Elle a révélé son expérience pour la première fois au Sénat le 1er octobre.

«Le racisme systémique ne fait pas de distinction entre les femmes instruites et les femmes non instruites ni entre les femmes riches et les femmes pauvres. Il touche toutes les femmes autochtones et racialisées», a-t-elle déclaré à la Chambre. Ses collègues se sont levés pour l'applaudir et la serrer dans leurs bras.

Dans son discours au Sénat, elle a évoqué le terme «misogynoir», inventé par la féministe afro-américaine Moya Bailey pour décrire le mélange de racisme et de misogynie dirigé contre les femmes noires.

Mme Gerba a affirmé que les femmes noires d'Amérique du Nord déclarent recevoir peu ou pas d'analgésiques lors de leurs traitements médicaux, ce qui reflète la croyance de certains professionnels de la santé selon laquelle les femmes noires ne ressentent pas la douleur aussi intensément que les autres.

Une étude publiée par l'Académie nationale des sciences des États-Unis a révélé que la moitié des étudiants en médecine blancs partageaient cette croyance et qu'ils offraient parfois moins de soulagement de la douleur aux patients noirs qu'aux patients blancs.

La sénatrice a souligné que le cas de Joyce Echaquan en 2020 offrait un rare aperçu d'un problème répandu. Mme Echaquan, une femme autochtone, est décédée dans un hôpital du Québec après s'être filmée en direct en train de hurler de douleur, pendant que des professionnels de la santé lançaient des commentaires désobligeants suggérant qu'elle était une toxicomane en manque.

Mme Gerba ne peut s'empêcher de soupçonner qu'elle n'avait appris son ablation de l'utérus que parce que son médecin de famille était une femme noire exerçant en cabinet privé. Le gynécologue qui lui avait pratiqué l'ablation était un homme blanc.

Long cheminement vers la prise de parole

«Notre système de santé est confronté à un grave problème de racisme systémique, et il faut le dire, a-t-elle soutenu. Si on ne reconnaît pas un mal, on ne peut pas le soigner.»

Elle se souvient d'une de ses filles qui criait de douleur intense pendant son accouchement. Le personnel médical ne lui avait proposé ni péridurale ni césarienne.

«Peu importe ce qu'on fait, il y a toujours, toujours ce sentiment qu'ont est en train de mentir, qu' on est en train de se victimiser, qu'on est en train d'exagérer», a-t-elle confié.

C'est un point délicat à aborder pour Mme Gerba.

Arrivée au Canada du Cameroun, elle a passé des décennies à créer des entreprises, notamment des sociétés fabriquant et distribuant des produits de beauté à base d'ingrédients biologiques et équitables provenant de l'Afrique.

Depuis son arrivée au Sénat en 2021, elle se concentre sur l'ouverture des débouchés en matière d'entrepreneuriat, de commerce et d'investissement pour les entreprises canadiennes en Afrique. Autonome et motivée, elle refuse l'étiquette de «victime».

«Je voyais autour de moi comment on considérait les activistes qui voulaient attirer l'attention sur les problèmes qu'ils vivaient. Je me suis toujours dit, je dois travailler beaucoup plus, je dois exceller dans tout ce que je fais.

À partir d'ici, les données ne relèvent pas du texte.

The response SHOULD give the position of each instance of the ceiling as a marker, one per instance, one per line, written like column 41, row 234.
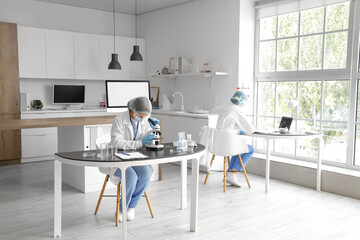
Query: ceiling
column 121, row 6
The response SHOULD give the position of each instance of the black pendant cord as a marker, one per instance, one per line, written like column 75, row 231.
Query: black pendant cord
column 114, row 22
column 135, row 22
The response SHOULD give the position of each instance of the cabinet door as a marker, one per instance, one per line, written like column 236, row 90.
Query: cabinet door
column 124, row 48
column 87, row 56
column 32, row 55
column 10, row 143
column 39, row 142
column 60, row 54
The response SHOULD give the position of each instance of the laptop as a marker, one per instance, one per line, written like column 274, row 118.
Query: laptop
column 285, row 122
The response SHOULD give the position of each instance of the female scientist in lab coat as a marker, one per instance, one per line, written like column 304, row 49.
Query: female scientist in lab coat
column 129, row 131
column 232, row 119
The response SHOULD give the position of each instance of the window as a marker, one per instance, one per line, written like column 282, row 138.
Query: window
column 312, row 39
column 323, row 106
column 305, row 55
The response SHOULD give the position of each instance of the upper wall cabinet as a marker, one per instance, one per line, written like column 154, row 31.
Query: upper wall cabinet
column 45, row 53
column 124, row 48
column 60, row 54
column 32, row 54
column 87, row 56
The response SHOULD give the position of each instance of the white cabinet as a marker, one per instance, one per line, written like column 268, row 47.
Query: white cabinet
column 87, row 56
column 124, row 49
column 38, row 144
column 60, row 54
column 46, row 53
column 32, row 54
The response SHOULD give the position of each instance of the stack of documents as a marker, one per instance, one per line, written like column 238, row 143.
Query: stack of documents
column 131, row 155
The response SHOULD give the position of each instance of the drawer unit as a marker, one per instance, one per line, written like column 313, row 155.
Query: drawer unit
column 38, row 144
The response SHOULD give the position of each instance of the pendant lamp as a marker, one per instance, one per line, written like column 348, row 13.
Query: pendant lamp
column 114, row 64
column 136, row 56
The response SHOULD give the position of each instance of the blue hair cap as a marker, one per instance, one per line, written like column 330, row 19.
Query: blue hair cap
column 140, row 105
column 238, row 98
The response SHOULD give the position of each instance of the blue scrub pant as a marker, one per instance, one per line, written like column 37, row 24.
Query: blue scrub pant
column 137, row 180
column 245, row 157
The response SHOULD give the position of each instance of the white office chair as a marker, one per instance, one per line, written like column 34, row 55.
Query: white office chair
column 227, row 144
column 105, row 139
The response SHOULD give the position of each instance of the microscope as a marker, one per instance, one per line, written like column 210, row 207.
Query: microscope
column 155, row 144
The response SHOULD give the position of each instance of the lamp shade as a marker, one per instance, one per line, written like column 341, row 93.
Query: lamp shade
column 136, row 56
column 114, row 64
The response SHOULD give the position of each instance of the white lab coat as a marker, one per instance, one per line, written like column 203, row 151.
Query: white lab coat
column 232, row 119
column 122, row 132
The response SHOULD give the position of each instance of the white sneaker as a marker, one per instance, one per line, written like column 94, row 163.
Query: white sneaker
column 120, row 216
column 232, row 179
column 131, row 214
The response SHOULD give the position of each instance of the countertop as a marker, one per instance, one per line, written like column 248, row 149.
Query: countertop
column 184, row 114
column 71, row 110
column 54, row 122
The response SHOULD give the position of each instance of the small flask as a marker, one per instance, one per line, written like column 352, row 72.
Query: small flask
column 190, row 144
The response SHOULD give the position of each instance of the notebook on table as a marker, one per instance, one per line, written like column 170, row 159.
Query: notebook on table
column 285, row 122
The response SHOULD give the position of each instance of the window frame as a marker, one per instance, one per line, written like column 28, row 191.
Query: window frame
column 351, row 73
column 305, row 74
column 354, row 84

Et ça prenait ce que ça prenait pour que je réussisse», a-t-elle affirmé.

Au Sénat, elle a maintenant la responsabilité de représenter «ceux qui n'ont pas voix au chapitre, ceux qui n'ont pas la possibilité de se défendre» — et la tribune pour le faire.

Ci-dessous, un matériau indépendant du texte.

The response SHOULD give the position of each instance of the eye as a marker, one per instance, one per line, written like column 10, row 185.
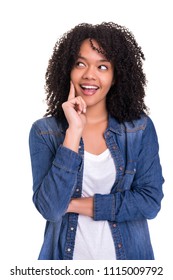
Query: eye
column 103, row 67
column 80, row 64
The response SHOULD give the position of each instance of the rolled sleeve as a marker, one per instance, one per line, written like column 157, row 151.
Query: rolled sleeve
column 67, row 159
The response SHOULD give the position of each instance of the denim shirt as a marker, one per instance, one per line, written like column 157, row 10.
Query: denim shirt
column 135, row 195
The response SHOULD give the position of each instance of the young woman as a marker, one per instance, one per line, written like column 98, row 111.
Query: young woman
column 97, row 176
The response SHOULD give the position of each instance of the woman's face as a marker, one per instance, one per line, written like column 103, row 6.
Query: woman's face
column 92, row 74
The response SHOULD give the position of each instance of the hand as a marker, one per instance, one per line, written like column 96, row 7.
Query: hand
column 74, row 109
column 82, row 205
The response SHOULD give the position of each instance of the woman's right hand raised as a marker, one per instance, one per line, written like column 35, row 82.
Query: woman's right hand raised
column 74, row 109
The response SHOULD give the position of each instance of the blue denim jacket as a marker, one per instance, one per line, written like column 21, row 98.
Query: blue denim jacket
column 135, row 196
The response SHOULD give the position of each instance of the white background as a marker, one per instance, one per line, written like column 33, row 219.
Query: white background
column 29, row 30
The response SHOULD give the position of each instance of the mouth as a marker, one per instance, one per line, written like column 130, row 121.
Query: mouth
column 89, row 89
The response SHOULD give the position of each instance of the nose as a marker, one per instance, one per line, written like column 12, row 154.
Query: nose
column 89, row 73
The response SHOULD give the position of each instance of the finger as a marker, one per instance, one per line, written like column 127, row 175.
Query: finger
column 72, row 91
column 81, row 104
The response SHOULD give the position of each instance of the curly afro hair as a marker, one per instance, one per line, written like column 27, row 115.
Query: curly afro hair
column 125, row 99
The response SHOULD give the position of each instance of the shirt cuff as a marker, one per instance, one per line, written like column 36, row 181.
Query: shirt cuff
column 104, row 207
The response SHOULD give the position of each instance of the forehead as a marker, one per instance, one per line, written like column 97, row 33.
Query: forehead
column 91, row 47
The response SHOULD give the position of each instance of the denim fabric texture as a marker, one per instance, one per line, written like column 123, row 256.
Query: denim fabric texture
column 135, row 196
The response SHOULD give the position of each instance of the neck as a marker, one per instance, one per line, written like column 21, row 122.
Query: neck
column 96, row 116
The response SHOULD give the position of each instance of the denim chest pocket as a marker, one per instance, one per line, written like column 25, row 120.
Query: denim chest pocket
column 127, row 178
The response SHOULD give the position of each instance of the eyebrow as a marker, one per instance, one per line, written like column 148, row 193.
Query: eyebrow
column 100, row 60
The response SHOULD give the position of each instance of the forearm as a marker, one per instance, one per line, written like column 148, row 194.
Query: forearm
column 83, row 206
column 72, row 140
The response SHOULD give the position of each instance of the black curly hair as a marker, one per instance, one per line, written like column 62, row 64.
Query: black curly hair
column 125, row 99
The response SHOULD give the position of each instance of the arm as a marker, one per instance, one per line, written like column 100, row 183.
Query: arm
column 54, row 174
column 55, row 171
column 83, row 206
column 142, row 199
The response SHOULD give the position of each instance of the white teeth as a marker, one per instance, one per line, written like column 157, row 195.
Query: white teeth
column 89, row 87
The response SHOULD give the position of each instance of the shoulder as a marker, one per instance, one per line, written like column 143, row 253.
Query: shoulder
column 48, row 125
column 141, row 124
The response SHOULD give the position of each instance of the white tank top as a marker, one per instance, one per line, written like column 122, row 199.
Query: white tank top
column 93, row 238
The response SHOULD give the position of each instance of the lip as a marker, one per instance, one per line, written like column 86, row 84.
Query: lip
column 89, row 89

«Je ne peux plus continuer à me taire.»

Mme Gerba fait pression pour que la Chambre des communes adopte rapidement le projet de loi S-228, qui a fait l'objet d'un vote final au Sénat le 2 octobre.

La Chambre rouge a adopté un projet de loi similaire il y a un an, qui est mort au Feuilleton lors de la prorogation du Parlement par les libéraux, avant même d'avoir été débattu à la Chambre.

«C'est le système que je veux qui change. C'est pour ça que j'ai parlé. Il faut que ça change. Il faut que ça devienne criminel.»